ALL FOURS, danced to Bela Bartok's "String Quartet No. 4," one of the composers more dissonant works, furthest from the folk-derived forms one might think Morris, with his foundation in Balkan folk music, might favor, began with a striking tableau of eight black clad dancers in front of a richly lit red backdrop. The dancers alternated ensemble steps with flights of individuality. They were a diverse but mostly young corps seemingly caught in some vortex of stops and starts, perhaps tied to the everyday realities of the work world -- they very much could have been a group of cool Brooklynites, which they probably are in real life. Some of the recurring gestures included holding their hands up their ears -- cellphones?? - and hiding their heads behind their arms. Gradually, the piece opened up to be about a nuclear family, with a mother and father figuring out how much (or how little) space to give their children, one boy, one girl, how much free reign or independence.

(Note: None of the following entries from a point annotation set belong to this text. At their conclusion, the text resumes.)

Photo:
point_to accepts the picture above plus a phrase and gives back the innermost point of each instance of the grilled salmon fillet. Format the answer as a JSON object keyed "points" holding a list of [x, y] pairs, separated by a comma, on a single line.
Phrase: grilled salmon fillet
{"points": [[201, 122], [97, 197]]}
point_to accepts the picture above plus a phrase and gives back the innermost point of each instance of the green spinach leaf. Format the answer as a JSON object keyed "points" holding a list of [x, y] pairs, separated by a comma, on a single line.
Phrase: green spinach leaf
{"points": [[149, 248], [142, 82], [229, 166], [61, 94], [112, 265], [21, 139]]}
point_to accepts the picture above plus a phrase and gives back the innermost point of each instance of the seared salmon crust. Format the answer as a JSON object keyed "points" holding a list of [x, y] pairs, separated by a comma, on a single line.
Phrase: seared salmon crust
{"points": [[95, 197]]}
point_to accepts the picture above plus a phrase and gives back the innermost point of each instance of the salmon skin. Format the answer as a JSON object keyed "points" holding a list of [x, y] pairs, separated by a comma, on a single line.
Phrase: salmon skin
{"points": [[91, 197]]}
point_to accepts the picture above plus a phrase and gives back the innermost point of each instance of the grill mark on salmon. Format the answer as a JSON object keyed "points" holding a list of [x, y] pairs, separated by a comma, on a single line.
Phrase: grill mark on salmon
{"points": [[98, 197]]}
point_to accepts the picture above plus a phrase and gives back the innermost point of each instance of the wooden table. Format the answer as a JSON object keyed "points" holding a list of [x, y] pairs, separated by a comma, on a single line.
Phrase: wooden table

The second half opened with TAMIL SONGS, a short, witty, comic piece that explains why at one time this most mainstream of modern dancers was once tagged as "the bad boy" of modern dance. As much a Marx Brothers-inspired comic sketch as a dance, it straddled closely the line between dance and performance art, blatantly subversive in its mockery of balletic convention, and making ingenious use of an odd bit of found music on cassette.

Th evening culminated with GRAND DUO, performed to four parts of surprisingly conventional music by the otherwise idiosyncratic composer Lou Harrison. This was the most "dancerly" of the evening's works, the dancers less people than doll-like marionettes. The best scenes featured a large corps of 14 dancers in deconstructed versions of folk dancing, explosive colors and gestures echoing some of Harrison's more chaotic passages. The piece concluded with a highly stylized folk dance, or game, to a Kurt Weill-like polka, everyone dancing like a bunch of Mark Morrises. Morris Dancing, anyone?